Louisiana’s insurance crisis worsens a year after Hurricane Ida
NEW ORLEANS (WVUE) - With many insurance companies failing or pulling out of the state, Louisiana’s insurer of last resort has taken on more than 100,000 additional policyholders in the year since Hurricane Ida.
Now, Louisiana Citizens is seeking approval for a 63 percent rate hike for residential properties in 2023.
“I’d kind of heard it through the grapevine that this was going to happen,” said David Clements, co-owner of Clements Insurance Services. “Unfortunately, this is justified.
“No one likes it. But Citizens -- by statute -- is required to be 10 percent higher than the actuarial rate for the leading insurance carriers in the state for homeowners’ insurance.”
Some insurance companies no longer are writing new wind and hail policies in parts of the state.
“Companies have simply stopped writing,” Clements said. “They haven’t all gone belly-up. Many have gone out of business and insolvent. But because (others) are continuing to stay in business, they’re just not writing new policies.”
Louisiana Insurance Commissioner Jim Donelon told Fox 8 on Monday night about an incentive package that is in the works.

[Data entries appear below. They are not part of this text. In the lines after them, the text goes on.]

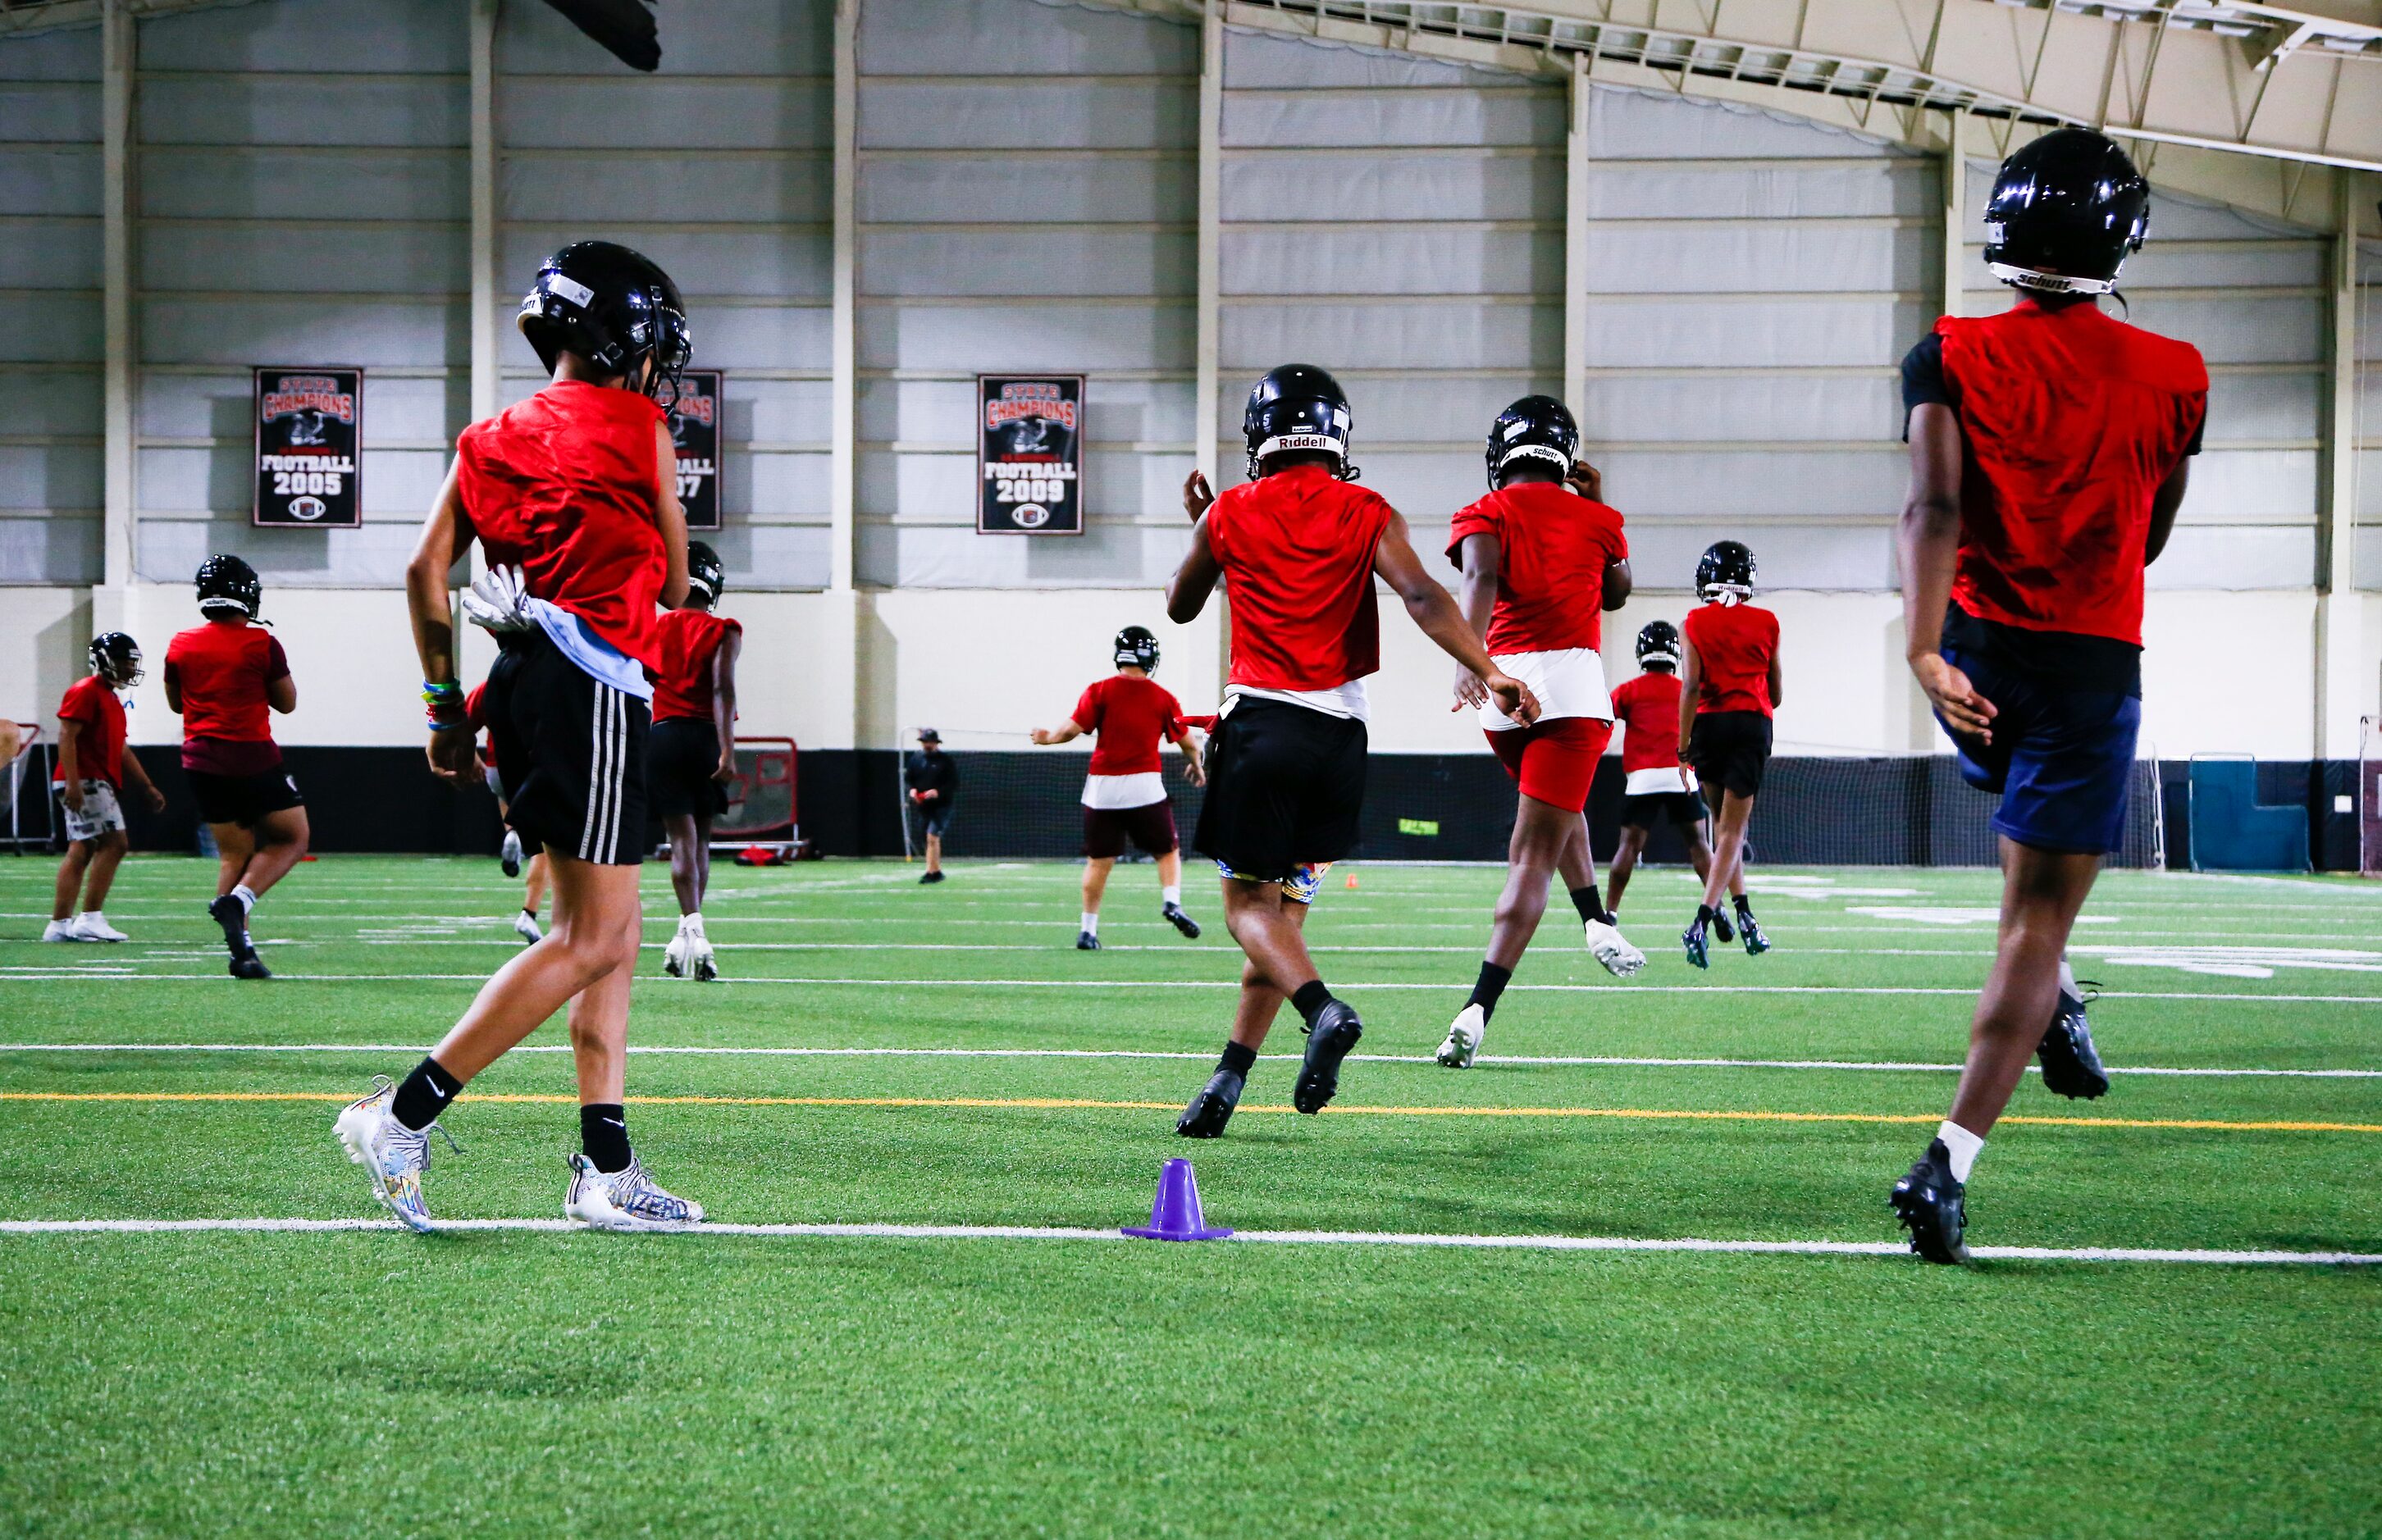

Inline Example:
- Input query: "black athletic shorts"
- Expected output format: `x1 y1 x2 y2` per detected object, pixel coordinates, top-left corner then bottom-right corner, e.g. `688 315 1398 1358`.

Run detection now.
1621 787 1709 830
187 767 303 827
1193 697 1367 882
1084 799 1178 860
1687 710 1773 800
484 631 649 866
647 717 729 820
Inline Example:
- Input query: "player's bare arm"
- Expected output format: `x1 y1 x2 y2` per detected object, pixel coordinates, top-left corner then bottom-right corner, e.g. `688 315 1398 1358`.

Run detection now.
56 718 83 812
710 626 742 782
1898 400 1996 743
1375 513 1539 724
267 672 297 714
1165 513 1224 624
1030 718 1087 746
653 418 691 611
1602 558 1633 610
1173 724 1206 786
1768 649 1785 709
406 459 477 783
2144 455 2191 565
1449 530 1499 709
162 663 183 714
120 739 167 813
1676 638 1700 750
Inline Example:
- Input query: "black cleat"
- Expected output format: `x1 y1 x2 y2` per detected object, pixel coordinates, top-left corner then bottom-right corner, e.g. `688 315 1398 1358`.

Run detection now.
1076 930 1101 951
1711 906 1736 945
207 893 248 953
1162 902 1201 940
2037 981 2109 1099
1176 1068 1243 1137
1292 999 1362 1114
919 870 945 885
1682 918 1710 970
1890 1139 1970 1264
228 947 272 981
1737 909 1771 955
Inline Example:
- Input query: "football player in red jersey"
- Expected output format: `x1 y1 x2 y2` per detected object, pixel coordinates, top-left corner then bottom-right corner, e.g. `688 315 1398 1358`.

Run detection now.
1891 130 2206 1263
646 539 742 981
1603 620 1727 927
339 241 700 1234
44 632 165 944
1165 364 1538 1137
1030 624 1206 949
1677 540 1782 968
1435 396 1642 1072
165 554 309 979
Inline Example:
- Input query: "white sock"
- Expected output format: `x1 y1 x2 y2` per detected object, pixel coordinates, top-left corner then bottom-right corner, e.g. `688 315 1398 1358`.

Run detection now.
231 885 257 913
1080 912 1099 936
1935 1120 1983 1184
1161 885 1181 907
80 910 103 923
683 911 703 936
2058 955 2078 997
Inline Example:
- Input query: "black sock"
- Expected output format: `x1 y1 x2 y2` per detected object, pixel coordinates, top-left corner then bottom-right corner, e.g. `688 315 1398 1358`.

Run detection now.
1695 903 1719 927
1289 980 1335 1028
580 1103 632 1174
390 1055 462 1132
1733 894 1755 916
1467 961 1514 1021
1218 1041 1257 1078
1570 885 1611 926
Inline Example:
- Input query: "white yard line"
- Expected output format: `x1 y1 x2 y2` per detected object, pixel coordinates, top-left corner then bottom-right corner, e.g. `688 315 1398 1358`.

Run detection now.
0 1214 2369 1265
3 1041 2375 1077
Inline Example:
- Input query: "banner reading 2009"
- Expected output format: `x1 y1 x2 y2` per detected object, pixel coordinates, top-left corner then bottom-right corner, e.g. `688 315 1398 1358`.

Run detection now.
253 367 362 529
977 375 1084 536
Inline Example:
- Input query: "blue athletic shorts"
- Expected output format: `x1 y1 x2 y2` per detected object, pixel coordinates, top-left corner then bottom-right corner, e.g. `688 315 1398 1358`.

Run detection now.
1938 636 2141 856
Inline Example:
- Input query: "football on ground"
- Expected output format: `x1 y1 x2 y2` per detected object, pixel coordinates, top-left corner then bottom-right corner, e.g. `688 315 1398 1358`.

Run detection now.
2 854 2376 1533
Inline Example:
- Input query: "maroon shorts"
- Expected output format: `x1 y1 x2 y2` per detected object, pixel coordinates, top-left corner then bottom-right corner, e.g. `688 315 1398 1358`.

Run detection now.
1084 800 1179 859
1486 716 1613 814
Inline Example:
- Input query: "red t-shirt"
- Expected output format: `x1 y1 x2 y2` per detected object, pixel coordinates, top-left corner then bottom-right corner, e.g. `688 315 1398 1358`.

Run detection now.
1685 602 1778 716
1444 481 1627 654
52 675 126 789
650 608 742 725
166 620 289 774
456 380 671 669
1205 464 1396 693
1933 300 2206 646
1610 670 1684 772
1071 673 1189 776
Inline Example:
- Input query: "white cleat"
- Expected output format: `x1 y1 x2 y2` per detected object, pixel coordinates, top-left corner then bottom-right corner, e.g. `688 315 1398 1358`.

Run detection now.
691 938 718 982
663 928 690 977
1584 918 1647 978
70 911 128 943
564 1153 705 1231
1435 1002 1486 1068
500 828 523 878
332 1076 440 1233
513 908 543 945
41 918 88 943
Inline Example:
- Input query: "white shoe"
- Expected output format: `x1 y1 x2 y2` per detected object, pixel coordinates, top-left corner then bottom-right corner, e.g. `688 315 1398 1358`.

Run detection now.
564 1153 705 1231
500 829 522 878
41 919 87 943
1435 1002 1486 1068
332 1077 440 1232
663 927 691 977
513 909 543 945
1585 918 1646 978
71 911 128 942
691 937 718 982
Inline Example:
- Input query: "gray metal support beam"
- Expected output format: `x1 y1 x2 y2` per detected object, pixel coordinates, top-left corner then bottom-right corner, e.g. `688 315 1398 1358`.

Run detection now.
469 0 497 426
830 0 858 595
1941 107 1968 321
1195 0 1222 492
99 0 132 590
1563 50 1590 415
2316 171 2366 757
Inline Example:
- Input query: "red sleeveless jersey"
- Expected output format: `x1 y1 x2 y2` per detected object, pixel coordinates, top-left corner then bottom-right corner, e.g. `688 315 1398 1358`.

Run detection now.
650 608 742 724
1936 300 2206 646
456 380 670 668
1685 602 1777 716
1205 464 1395 693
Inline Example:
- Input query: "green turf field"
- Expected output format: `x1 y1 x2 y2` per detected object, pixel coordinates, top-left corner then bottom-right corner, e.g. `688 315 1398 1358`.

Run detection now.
2 854 2378 1535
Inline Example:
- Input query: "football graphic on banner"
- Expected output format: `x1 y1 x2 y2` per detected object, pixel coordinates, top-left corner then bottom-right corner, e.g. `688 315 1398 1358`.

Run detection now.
253 367 363 529
978 374 1084 536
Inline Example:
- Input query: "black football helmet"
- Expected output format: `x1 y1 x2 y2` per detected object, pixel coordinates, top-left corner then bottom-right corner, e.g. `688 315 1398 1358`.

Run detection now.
1485 394 1577 490
687 539 724 606
1695 540 1757 602
1114 624 1159 672
1634 619 1682 671
89 631 142 688
1983 128 2149 298
195 553 262 620
1243 363 1358 481
518 240 693 408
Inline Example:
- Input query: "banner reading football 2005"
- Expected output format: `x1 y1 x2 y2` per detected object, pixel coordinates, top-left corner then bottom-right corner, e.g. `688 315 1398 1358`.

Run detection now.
667 369 723 532
978 375 1084 535
253 367 362 529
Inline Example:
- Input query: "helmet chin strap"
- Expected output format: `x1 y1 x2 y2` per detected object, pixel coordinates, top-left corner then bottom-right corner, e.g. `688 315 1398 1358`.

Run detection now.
1988 262 2118 296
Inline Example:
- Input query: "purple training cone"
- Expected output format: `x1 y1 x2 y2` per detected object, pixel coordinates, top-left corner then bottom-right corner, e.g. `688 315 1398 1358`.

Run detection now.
1122 1156 1233 1241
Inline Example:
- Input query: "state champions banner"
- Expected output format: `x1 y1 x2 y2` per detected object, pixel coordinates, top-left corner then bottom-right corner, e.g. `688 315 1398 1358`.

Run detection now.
977 375 1084 535
252 367 362 529
667 369 723 532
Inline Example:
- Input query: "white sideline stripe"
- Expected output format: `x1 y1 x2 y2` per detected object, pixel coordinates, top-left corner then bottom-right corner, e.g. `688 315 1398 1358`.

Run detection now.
4 1042 2377 1078
0 1215 2371 1265
0 972 2375 1005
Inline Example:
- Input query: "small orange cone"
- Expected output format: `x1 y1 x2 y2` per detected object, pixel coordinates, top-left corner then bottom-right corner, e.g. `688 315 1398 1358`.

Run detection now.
1344 872 1359 890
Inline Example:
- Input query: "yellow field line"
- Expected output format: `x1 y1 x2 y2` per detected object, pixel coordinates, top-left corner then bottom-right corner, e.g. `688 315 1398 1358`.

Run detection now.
2 1090 2376 1134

Donelon said after Hurricane Katrina, then-Gov. Kathleen Blanco lured insurance companies back to Louisiana with money from the state.
“After Katrina and Rita, she put $100 million on the table from her anticipated surplus, experiencing surpluses from the rebuild after Katrina and Rita,” Donelon said. “It worked better than any of us had any expectation.”
Insurance costs also can affect homeowners’ monthly mortgage payments.
“That’s something that I’m really worried about,” Clements said. “I’m worried that if you combine the increased cost of people’s mortgages, because of insurance, that we’re going to run into a housing crisis.
“People have to be able to pay their notes and keep paying their mortgage monthly, in order to keep their homes. And that’s got to be the most important thing, to keep people in their homes.”
If Louisiana were to be spared this hurricane season, it could make a big difference.
“If we could get through another storm season, and finish out this storm season without getting beat up too bad, then we might see those rates creep back down,” Clements said.